When all the research has been done and solution proposals have been written up, a massive assembly is organized. The goal is to have every congregation in the network turn out their average weekly worship attendance to this assembly.

It is at these Nehemiah Action Assemblies that key city officials are invited to address the issues at hand. Then in front of this large group of people, the officials are asked to commit to the proposed solutions.
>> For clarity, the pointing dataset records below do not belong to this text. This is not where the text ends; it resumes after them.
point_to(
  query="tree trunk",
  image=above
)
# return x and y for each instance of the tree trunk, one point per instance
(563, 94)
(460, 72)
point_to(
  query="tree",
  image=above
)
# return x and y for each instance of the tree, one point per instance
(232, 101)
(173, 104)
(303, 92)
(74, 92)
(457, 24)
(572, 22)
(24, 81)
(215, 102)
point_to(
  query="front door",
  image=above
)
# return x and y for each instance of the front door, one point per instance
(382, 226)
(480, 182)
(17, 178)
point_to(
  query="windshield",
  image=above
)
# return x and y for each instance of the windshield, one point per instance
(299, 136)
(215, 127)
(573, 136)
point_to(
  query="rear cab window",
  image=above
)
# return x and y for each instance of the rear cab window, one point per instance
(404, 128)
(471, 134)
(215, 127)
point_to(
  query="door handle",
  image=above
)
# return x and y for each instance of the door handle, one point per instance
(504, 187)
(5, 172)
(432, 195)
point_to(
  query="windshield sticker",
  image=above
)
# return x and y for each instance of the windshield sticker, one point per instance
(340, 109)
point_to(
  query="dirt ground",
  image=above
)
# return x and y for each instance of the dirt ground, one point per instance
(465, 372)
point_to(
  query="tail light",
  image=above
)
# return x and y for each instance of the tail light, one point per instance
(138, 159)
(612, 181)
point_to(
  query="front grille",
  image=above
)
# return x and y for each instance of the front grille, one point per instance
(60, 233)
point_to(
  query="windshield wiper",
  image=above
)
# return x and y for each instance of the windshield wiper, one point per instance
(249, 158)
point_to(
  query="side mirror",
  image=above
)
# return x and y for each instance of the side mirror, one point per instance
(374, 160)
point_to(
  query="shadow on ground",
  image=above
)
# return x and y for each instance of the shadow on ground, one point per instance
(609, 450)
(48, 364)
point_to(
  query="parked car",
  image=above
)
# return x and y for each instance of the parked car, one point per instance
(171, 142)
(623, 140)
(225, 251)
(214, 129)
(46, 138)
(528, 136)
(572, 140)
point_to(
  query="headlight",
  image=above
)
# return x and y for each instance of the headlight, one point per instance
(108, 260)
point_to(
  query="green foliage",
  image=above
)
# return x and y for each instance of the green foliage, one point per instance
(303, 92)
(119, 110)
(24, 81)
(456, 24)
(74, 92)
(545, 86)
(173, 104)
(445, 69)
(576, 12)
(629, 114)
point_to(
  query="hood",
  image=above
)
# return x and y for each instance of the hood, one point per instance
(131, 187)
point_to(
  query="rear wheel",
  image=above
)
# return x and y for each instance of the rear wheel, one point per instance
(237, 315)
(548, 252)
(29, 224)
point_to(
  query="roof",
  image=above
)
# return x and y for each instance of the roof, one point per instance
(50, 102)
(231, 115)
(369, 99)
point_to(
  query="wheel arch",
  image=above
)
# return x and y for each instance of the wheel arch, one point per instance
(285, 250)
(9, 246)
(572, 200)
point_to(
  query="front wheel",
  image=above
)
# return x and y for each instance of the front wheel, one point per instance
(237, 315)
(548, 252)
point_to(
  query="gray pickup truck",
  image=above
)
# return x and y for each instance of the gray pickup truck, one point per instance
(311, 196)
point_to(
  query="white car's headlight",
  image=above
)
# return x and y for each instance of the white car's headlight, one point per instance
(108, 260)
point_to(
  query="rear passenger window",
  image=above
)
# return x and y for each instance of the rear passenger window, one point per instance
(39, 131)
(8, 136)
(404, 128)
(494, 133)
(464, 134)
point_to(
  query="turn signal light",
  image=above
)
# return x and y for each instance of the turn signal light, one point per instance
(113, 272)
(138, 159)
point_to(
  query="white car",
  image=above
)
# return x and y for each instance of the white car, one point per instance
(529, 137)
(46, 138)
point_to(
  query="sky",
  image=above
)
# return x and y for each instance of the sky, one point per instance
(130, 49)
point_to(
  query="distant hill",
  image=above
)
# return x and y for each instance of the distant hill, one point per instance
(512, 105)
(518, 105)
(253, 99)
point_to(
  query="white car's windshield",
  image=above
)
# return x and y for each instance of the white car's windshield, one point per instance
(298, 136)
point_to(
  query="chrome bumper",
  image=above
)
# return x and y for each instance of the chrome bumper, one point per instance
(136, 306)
It is an incredible thing to see an effectively organized group of people who have thoroughly researched issues of injustice come together and hold city leaders accountable for the decisions being made. After the assembly, there is a Jubilee Celebration where justice is celebrated and vision is cast for the next cycle of listening, research, and action. DART ministries have made incredible impacts in cities across the nation.

#DART ministries helps put names and faces on #injustices. #faith #love #Christ Click To Tweet

In Florida, students in middle schools and high schools were being arrested for minor disturbances which, in turn, affected their ability to finish their education and get jobs later in life. A DART ministry successfully proposed a program that incentivized good behavior instead of simply punishing bad behavior. As a result, arrests plummeted and graduation rates soared.

DART has been able to effectively promote job training and opportunities for ex-felons, provide affordable housing options for low-income families, improve public transportation, as well as implement many other initiatives. DART ministries give people of faith the opportunity to fulfill the requirement of doing justice and help put names and faces on these injustices.

As I have worked alongside Ben for the past year it has been incredible to see not only injustices conquered, but congregations with vast theological and traditional differences join hand in hand for the greater good, to see justice roll like waters and righteousness like an ever flowing stream.